Lots of fear out there in the markets. It's important people remember how different Coinbase is in moments like this: 🧵
— Brian Armstrong (@brian_armstrong) December 13, 2022
In the wake of FTX’s insolvency and the arrest of its founder and CEO, Samuel Bankman Fried, known popularly as SBF, the cryptocurrency world is being rocked from within and scrutinized from without. Exchanges, in particular, are under heavy scrutiny as users are forced to examine the validity of their trust in centralized platforms. The FUD surrounding Binance has been a matter of serious concern the past week, with net outflow reaching record highs and prompting the release of proof of reserves to repair customer trust.
Brian Armstrong, CEO and co-founder of Coinbase, a U.S. publicly traded cryptocurrency exchange platform, felt the need to set Coinbase apart in the discourse as the exchange has not been spared from the wave of mass withdrawals and lack of trust.

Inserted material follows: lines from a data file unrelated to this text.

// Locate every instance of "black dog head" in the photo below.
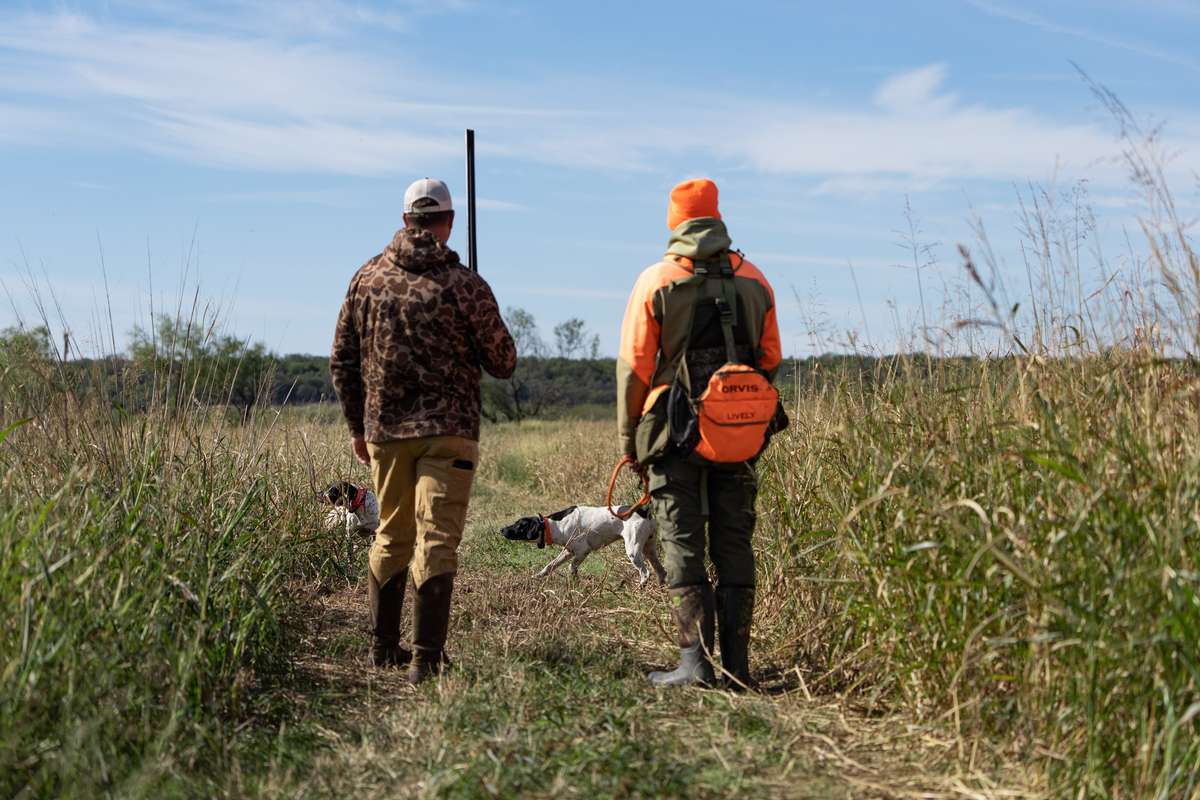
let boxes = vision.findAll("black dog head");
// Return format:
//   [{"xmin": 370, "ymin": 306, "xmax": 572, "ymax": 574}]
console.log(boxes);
[
  {"xmin": 318, "ymin": 481, "xmax": 359, "ymax": 506},
  {"xmin": 500, "ymin": 517, "xmax": 546, "ymax": 547},
  {"xmin": 500, "ymin": 506, "xmax": 577, "ymax": 549}
]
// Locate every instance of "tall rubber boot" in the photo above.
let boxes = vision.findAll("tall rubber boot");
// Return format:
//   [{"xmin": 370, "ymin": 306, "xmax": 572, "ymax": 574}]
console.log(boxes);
[
  {"xmin": 716, "ymin": 587, "xmax": 754, "ymax": 692},
  {"xmin": 367, "ymin": 570, "xmax": 413, "ymax": 667},
  {"xmin": 408, "ymin": 575, "xmax": 454, "ymax": 686},
  {"xmin": 649, "ymin": 581, "xmax": 716, "ymax": 686}
]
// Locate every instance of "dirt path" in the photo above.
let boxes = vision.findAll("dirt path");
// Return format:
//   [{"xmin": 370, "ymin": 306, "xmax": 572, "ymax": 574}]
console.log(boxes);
[
  {"xmin": 250, "ymin": 453, "xmax": 1039, "ymax": 799},
  {"xmin": 272, "ymin": 556, "xmax": 1038, "ymax": 798}
]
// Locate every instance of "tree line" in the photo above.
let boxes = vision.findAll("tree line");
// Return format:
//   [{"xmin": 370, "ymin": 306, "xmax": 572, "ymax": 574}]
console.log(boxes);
[{"xmin": 0, "ymin": 308, "xmax": 972, "ymax": 422}]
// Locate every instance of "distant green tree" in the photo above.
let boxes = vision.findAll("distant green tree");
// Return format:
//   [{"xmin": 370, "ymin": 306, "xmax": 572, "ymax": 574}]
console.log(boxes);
[
  {"xmin": 554, "ymin": 318, "xmax": 600, "ymax": 359},
  {"xmin": 482, "ymin": 307, "xmax": 554, "ymax": 422},
  {"xmin": 130, "ymin": 317, "xmax": 276, "ymax": 417},
  {"xmin": 0, "ymin": 325, "xmax": 54, "ymax": 417}
]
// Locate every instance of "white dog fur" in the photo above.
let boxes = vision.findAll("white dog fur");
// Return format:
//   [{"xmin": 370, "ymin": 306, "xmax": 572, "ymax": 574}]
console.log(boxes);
[{"xmin": 535, "ymin": 506, "xmax": 667, "ymax": 585}]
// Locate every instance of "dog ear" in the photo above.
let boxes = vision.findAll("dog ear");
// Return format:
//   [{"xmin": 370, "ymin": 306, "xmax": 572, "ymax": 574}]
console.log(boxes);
[
  {"xmin": 547, "ymin": 506, "xmax": 578, "ymax": 522},
  {"xmin": 500, "ymin": 517, "xmax": 542, "ymax": 542}
]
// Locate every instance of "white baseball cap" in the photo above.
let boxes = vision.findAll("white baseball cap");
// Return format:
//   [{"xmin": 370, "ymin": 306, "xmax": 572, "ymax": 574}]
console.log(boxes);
[{"xmin": 404, "ymin": 178, "xmax": 454, "ymax": 213}]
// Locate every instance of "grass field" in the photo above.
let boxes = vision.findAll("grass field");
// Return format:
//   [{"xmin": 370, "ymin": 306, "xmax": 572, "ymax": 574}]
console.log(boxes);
[
  {"xmin": 0, "ymin": 361, "xmax": 1200, "ymax": 798},
  {"xmin": 0, "ymin": 115, "xmax": 1200, "ymax": 800}
]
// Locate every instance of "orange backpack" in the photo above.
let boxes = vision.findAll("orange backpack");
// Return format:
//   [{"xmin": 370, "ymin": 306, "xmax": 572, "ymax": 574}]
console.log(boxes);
[{"xmin": 668, "ymin": 254, "xmax": 782, "ymax": 464}]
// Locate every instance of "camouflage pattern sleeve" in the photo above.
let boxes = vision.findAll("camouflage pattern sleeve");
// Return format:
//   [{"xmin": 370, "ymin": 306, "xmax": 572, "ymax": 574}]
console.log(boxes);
[
  {"xmin": 461, "ymin": 272, "xmax": 517, "ymax": 379},
  {"xmin": 329, "ymin": 279, "xmax": 365, "ymax": 437}
]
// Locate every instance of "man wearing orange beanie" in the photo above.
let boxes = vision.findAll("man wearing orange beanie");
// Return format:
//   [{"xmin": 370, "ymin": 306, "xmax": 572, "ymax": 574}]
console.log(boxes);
[{"xmin": 617, "ymin": 179, "xmax": 786, "ymax": 688}]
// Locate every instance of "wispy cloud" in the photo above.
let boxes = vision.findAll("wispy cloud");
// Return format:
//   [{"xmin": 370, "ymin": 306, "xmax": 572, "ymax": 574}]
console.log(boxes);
[
  {"xmin": 966, "ymin": 0, "xmax": 1200, "ymax": 72},
  {"xmin": 0, "ymin": 8, "xmax": 1200, "ymax": 191}
]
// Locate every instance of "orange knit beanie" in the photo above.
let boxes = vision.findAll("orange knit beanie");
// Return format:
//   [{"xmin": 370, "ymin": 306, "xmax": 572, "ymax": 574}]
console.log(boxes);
[{"xmin": 667, "ymin": 178, "xmax": 721, "ymax": 230}]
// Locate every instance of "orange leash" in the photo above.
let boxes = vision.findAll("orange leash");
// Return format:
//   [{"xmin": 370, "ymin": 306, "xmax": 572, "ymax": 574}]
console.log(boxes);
[{"xmin": 608, "ymin": 456, "xmax": 650, "ymax": 519}]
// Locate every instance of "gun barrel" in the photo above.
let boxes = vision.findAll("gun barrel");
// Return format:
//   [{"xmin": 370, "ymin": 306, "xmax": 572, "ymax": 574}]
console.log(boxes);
[{"xmin": 467, "ymin": 128, "xmax": 479, "ymax": 272}]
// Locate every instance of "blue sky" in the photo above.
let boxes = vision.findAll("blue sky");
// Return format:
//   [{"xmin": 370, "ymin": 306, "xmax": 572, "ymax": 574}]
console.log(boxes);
[{"xmin": 0, "ymin": 0, "xmax": 1200, "ymax": 354}]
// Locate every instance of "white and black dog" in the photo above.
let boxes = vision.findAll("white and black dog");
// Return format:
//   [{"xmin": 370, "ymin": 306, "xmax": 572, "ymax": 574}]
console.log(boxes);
[
  {"xmin": 500, "ymin": 506, "xmax": 667, "ymax": 585},
  {"xmin": 318, "ymin": 481, "xmax": 379, "ymax": 536}
]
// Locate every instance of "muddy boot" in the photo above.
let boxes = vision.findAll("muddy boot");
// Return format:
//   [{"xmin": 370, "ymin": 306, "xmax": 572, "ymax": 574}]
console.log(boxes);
[
  {"xmin": 408, "ymin": 575, "xmax": 454, "ymax": 686},
  {"xmin": 367, "ymin": 570, "xmax": 413, "ymax": 667},
  {"xmin": 716, "ymin": 587, "xmax": 754, "ymax": 692},
  {"xmin": 649, "ymin": 582, "xmax": 715, "ymax": 686}
]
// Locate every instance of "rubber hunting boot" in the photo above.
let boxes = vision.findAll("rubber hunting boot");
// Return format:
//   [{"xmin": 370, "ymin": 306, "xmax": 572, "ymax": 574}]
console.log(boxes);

Armstrong highlighted three reasons users should trust Coinbase. Coinbase is “based in the U.S.,” Armstrong says. This is an attempt to distance themselves from FTX, which is incorporated in Antigua and Barbuda with headquarters in the Bahamas, and even Binance, with the main company initially based in China and registered in the Cayman Islands. Despite the jab, stating that they are subject to the full oversight of U.S. regulatory authorities implies that Coinbase cannot rug pull or be as fraudulent as FTX turned out to be.
Armstrong also stated that customer assets are backed 1:1 and pointed to the company’s public financials to prove it. This proof of reserve is also something Binance has also been forced to make clear in recent days, after allegations that the company lacked the reserve to back up customer funds. The Coinbase CEO is making it clear that the exchange isn’t playing smart with user funds.
Finally, Armstrong points to a capitalization of $5 billion on the company’s last 10-Q balance sheet.
Despite dwindling profits, a problem that every exchange is facing at the moment, Brian Armstrong maintains that the company’s capital is rock solid.
Coinbase is not without its problems, with Apple’s 30% tax rule no longer allowing NFTs to be sent on Coinbase wallets and revenue expected to fall over 50% this year. In addition, Twitter user Chris Hart has complained that Coinbase is making Plaid, a data transfer fintech, a requirement for linking bank accounts, even though Plaid was recently required to pay a $58 million settlement for selling consumer data in July. Furthermore, the exchange has yet to distribute the Songbird airdrops, which has led to some users’ mistrust of the exchange.
When it comes to funds traded on the exchange, however, users can take whatever consolation or reassurance they can from the Coinbase CEO’s remarks and decide whether it is time to close their eyes to the FUD and put their trust in Coinbase.